OCamlPro public development repository for Alt-Ergo
https://alt-ergo.ocamlpro.com/
Other
130 stars 33 forks source link

Do not use lock file for all OCaml versions #1195

Closed Halbaroth closed 1 month ago

Halbaroth commented 1 month ago

In the current version of our workflow, we use an opam lock file to ensure that we can reproduce builds. Unfortunately, there are different conflicts depending on the plateform and OCaml version. We use a hack to prevent opam from saving the version of OCaml's toolchain (see the target lock in our Makfile). This hack is not sufficient if we want to use the current workflow build on Windows.

This PR modifies the workflow build and the Makefile as follows:

  1. We check the reproducibility only on OCaml 4.14.1. I choose this version because we both develop on this version with Nix.
  2. We checked the Makefile on OCaml 4.14.2, which is strange because we check the installation with opam on OCaml 4.14.1. I replace 4.14.1 by 4.14.2.
  3. I remove the flag -y in the target dev-switch, deps and test-deps because we use OCAMLYES in our workflows and Makefile's users want to check dependencies before running a slow task as opam switch create or opam install.
bclement-ocp commented 1 month ago

I don't see a reason to test using 4.14.1 now that 4.14.2 is out. We can update the pinned nixpkgs if we want consistency with the nix version.

Couple questions:

Halbaroth commented 1 month ago

In the current version of this PR, the CI on OCaml 4.08 and 5.0 uses only one constraint: the version of OCaml. In my opinion, the main purpose of the lock file is to automatize bisections and most of the time, it is sufficient to do it with our dev environment. Checking our code works with older version of libraries is made by the CI of opam-repository. We can reproduce this behaviour here. Basically the CI of opam-repository checks if our package builds with a smallest solution of the constraints on its dependencies. In my opinion, it makes more sense than checking arbitrary version of libraries.

All the current conflicts can be solved by choosing precise versions of libraries. Windows' support adds an extra layer of complexity when we have to choose the library.

bclement-ocp commented 1 month ago

In the current version of this PR, the CI on OCaml 4.08 and 5.0 uses only one constraint: the version of OCaml.

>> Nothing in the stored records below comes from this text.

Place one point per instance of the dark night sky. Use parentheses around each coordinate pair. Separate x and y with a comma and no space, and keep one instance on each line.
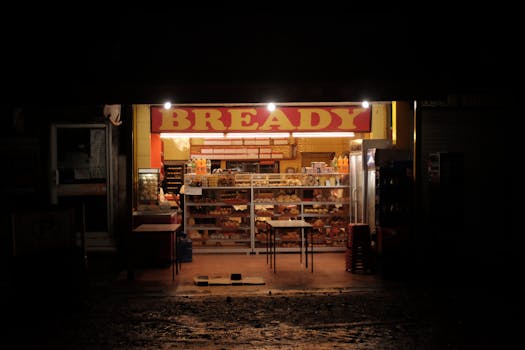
(122,54)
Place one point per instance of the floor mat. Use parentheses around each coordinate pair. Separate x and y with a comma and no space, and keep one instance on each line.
(233,280)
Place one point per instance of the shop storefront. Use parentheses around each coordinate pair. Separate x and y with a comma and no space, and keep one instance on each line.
(245,164)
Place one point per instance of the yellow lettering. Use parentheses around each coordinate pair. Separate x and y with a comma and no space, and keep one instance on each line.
(241,119)
(307,115)
(278,119)
(208,116)
(174,119)
(347,117)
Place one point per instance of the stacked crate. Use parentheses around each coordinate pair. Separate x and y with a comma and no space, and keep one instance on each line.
(359,252)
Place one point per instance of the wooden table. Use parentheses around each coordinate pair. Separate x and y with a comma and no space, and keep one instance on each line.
(275,226)
(170,229)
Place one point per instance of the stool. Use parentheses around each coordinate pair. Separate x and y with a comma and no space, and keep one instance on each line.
(358,256)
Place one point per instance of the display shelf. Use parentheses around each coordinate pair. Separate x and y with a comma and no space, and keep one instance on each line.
(245,206)
(173,176)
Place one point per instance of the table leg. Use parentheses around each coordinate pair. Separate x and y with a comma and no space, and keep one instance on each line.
(173,262)
(301,247)
(274,250)
(268,233)
(312,244)
(306,250)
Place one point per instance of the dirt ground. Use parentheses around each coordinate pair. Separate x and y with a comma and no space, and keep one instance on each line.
(443,314)
(400,318)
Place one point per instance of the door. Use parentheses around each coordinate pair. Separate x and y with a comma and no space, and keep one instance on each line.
(81,178)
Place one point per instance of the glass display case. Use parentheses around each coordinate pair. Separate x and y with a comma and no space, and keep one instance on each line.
(246,201)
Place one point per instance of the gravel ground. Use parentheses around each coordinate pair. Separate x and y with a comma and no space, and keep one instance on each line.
(400,318)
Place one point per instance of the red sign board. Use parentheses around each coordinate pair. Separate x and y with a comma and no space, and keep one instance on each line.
(260,119)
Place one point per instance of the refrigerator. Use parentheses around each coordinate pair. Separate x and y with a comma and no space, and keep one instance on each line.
(359,175)
(388,189)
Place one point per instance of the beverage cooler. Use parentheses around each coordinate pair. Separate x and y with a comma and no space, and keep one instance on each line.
(389,205)
(359,175)
(148,187)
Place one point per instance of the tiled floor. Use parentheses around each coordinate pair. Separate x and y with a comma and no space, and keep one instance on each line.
(291,274)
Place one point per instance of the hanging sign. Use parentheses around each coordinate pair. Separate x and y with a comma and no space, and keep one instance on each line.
(260,119)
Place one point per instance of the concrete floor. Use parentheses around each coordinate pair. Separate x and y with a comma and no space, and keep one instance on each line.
(291,275)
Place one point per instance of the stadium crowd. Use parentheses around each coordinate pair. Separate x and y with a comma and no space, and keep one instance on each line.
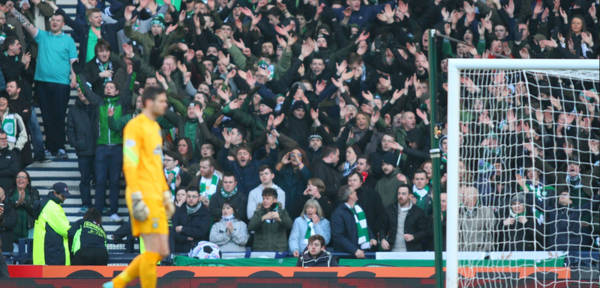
(292,118)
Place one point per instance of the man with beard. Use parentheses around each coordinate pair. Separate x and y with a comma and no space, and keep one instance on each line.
(244,167)
(266,176)
(388,184)
(325,168)
(109,155)
(227,191)
(388,145)
(407,225)
(369,201)
(191,222)
(103,67)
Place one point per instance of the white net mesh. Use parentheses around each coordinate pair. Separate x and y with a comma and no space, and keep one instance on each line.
(529,178)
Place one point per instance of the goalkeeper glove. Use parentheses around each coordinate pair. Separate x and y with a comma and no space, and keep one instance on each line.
(140,210)
(169,207)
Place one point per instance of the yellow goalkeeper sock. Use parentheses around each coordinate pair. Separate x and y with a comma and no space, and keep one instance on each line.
(148,269)
(131,272)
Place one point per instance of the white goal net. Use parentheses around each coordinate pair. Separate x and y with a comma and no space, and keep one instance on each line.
(524,173)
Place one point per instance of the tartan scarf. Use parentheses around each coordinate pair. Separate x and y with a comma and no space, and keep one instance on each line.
(228,195)
(361,226)
(420,193)
(207,189)
(173,184)
(516,215)
(310,231)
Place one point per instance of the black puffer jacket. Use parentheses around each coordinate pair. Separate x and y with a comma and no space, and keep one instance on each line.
(81,126)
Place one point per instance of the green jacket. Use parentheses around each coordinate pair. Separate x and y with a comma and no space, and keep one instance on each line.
(106,135)
(50,236)
(270,235)
(387,187)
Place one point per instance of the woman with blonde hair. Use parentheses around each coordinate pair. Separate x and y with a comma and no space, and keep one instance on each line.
(311,222)
(315,189)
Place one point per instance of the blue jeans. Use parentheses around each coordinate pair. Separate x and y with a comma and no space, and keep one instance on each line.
(36,135)
(53,99)
(86,169)
(108,165)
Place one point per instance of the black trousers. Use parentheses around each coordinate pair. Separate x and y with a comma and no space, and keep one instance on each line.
(53,99)
(90,256)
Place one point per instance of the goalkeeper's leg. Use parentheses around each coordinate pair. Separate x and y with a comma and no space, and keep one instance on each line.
(144,265)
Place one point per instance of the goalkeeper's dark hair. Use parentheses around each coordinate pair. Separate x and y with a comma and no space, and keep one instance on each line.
(150,93)
(93,215)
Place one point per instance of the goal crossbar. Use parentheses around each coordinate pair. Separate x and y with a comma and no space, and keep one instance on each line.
(455,66)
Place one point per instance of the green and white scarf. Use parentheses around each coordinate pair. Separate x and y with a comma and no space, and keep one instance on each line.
(421,194)
(541,192)
(228,195)
(361,227)
(173,184)
(310,231)
(9,125)
(516,215)
(208,187)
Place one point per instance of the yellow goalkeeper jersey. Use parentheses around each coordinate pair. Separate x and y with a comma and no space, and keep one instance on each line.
(143,169)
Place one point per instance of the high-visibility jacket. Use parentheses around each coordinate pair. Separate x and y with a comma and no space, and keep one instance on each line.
(50,236)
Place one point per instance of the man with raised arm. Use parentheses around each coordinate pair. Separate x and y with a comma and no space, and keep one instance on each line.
(53,75)
(147,194)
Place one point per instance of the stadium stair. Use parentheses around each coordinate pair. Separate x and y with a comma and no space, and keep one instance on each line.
(44,175)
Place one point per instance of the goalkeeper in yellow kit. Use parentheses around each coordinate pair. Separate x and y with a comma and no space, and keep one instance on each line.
(147,194)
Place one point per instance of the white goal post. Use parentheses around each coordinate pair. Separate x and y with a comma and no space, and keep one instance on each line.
(455,69)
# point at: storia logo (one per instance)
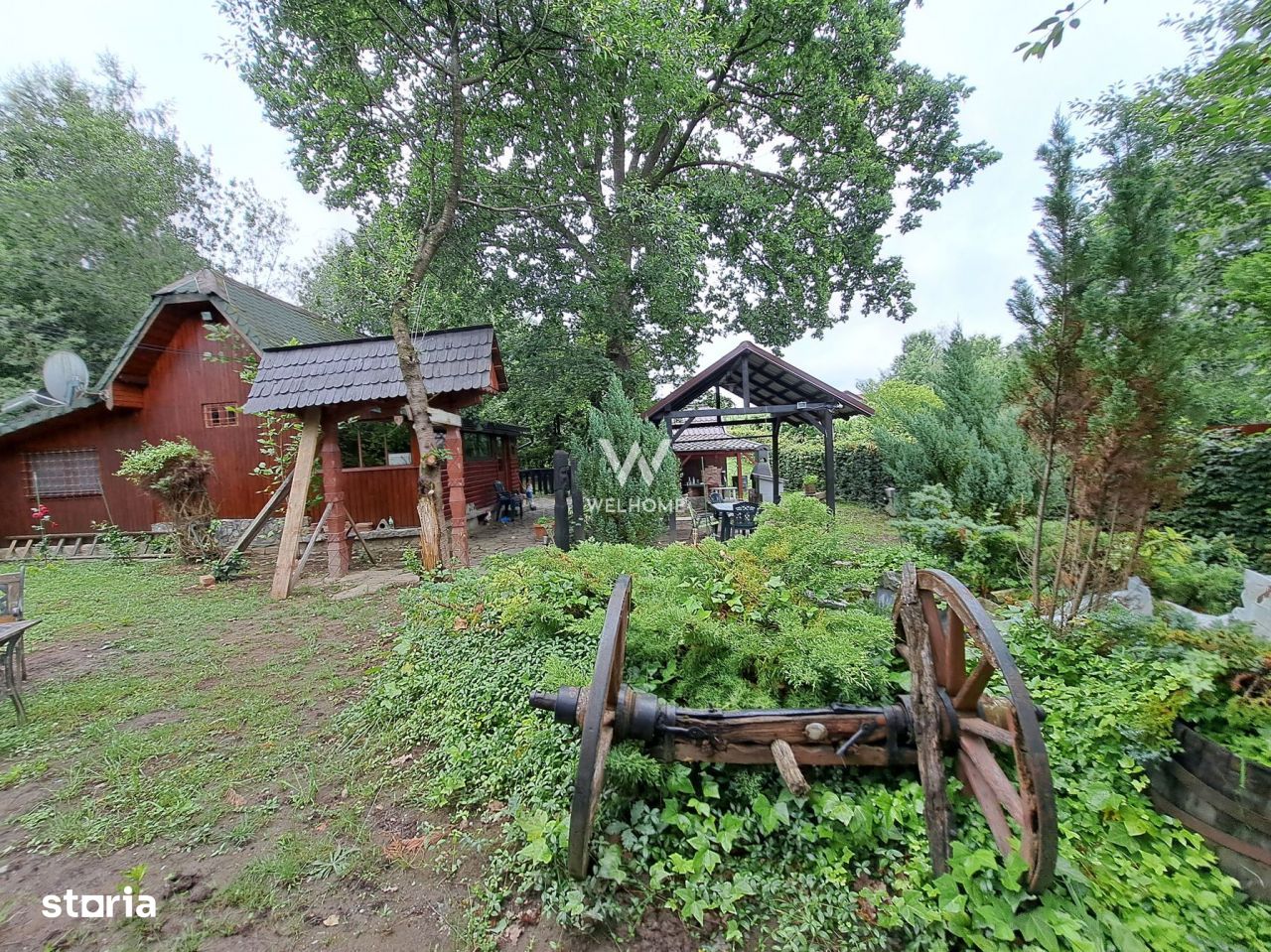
(623, 468)
(95, 906)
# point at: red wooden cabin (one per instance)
(180, 374)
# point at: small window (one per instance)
(63, 473)
(220, 415)
(373, 443)
(480, 447)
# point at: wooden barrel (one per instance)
(1223, 797)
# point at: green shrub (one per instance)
(1228, 492)
(634, 506)
(729, 848)
(1205, 575)
(984, 556)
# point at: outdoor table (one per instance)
(10, 637)
(723, 510)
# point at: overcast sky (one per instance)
(962, 259)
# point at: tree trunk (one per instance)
(1061, 558)
(434, 540)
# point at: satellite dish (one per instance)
(65, 375)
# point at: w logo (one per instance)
(623, 468)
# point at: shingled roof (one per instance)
(363, 370)
(712, 439)
(264, 321)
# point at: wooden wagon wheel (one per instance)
(992, 728)
(599, 707)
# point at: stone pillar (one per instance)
(458, 494)
(334, 495)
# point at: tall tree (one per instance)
(100, 204)
(1207, 125)
(403, 108)
(94, 194)
(1054, 393)
(969, 441)
(698, 168)
(1134, 348)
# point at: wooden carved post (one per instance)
(830, 476)
(777, 461)
(561, 480)
(289, 545)
(334, 493)
(577, 524)
(926, 721)
(458, 494)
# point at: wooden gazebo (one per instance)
(330, 384)
(771, 391)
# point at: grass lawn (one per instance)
(195, 743)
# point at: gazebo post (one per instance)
(458, 494)
(777, 461)
(827, 429)
(670, 435)
(334, 492)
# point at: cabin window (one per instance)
(373, 443)
(480, 447)
(63, 473)
(220, 415)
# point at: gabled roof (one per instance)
(367, 368)
(41, 415)
(773, 383)
(263, 320)
(712, 439)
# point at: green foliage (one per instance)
(122, 545)
(729, 849)
(985, 556)
(150, 464)
(1200, 574)
(1226, 492)
(626, 503)
(859, 475)
(648, 227)
(227, 567)
(971, 443)
(100, 204)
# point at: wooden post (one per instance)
(561, 513)
(670, 435)
(577, 524)
(334, 492)
(926, 721)
(830, 478)
(777, 461)
(289, 545)
(458, 494)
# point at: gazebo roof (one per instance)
(712, 439)
(367, 368)
(768, 381)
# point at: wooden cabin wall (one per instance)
(180, 380)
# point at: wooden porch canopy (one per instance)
(771, 390)
(330, 383)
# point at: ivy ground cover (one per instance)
(730, 851)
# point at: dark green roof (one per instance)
(21, 421)
(264, 321)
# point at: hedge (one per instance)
(859, 475)
(1229, 490)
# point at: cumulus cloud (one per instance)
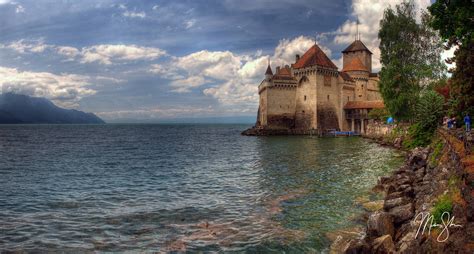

But they are still using the lockfile (at least the workflow sets OPAMLOCKED), which now (I suppose — you did not include the new lockfile in the PR, which I assume is an omission) explicitly states the version of OCaml to use. I admit I am not 100% up to date on how lockfiles work but I thought that would not work.

Halbaroth commented 1 month ago

@bclement-ocp It seems I cannot ping you for this review, uhm strange. Anyway, this PR is ready for a second pass.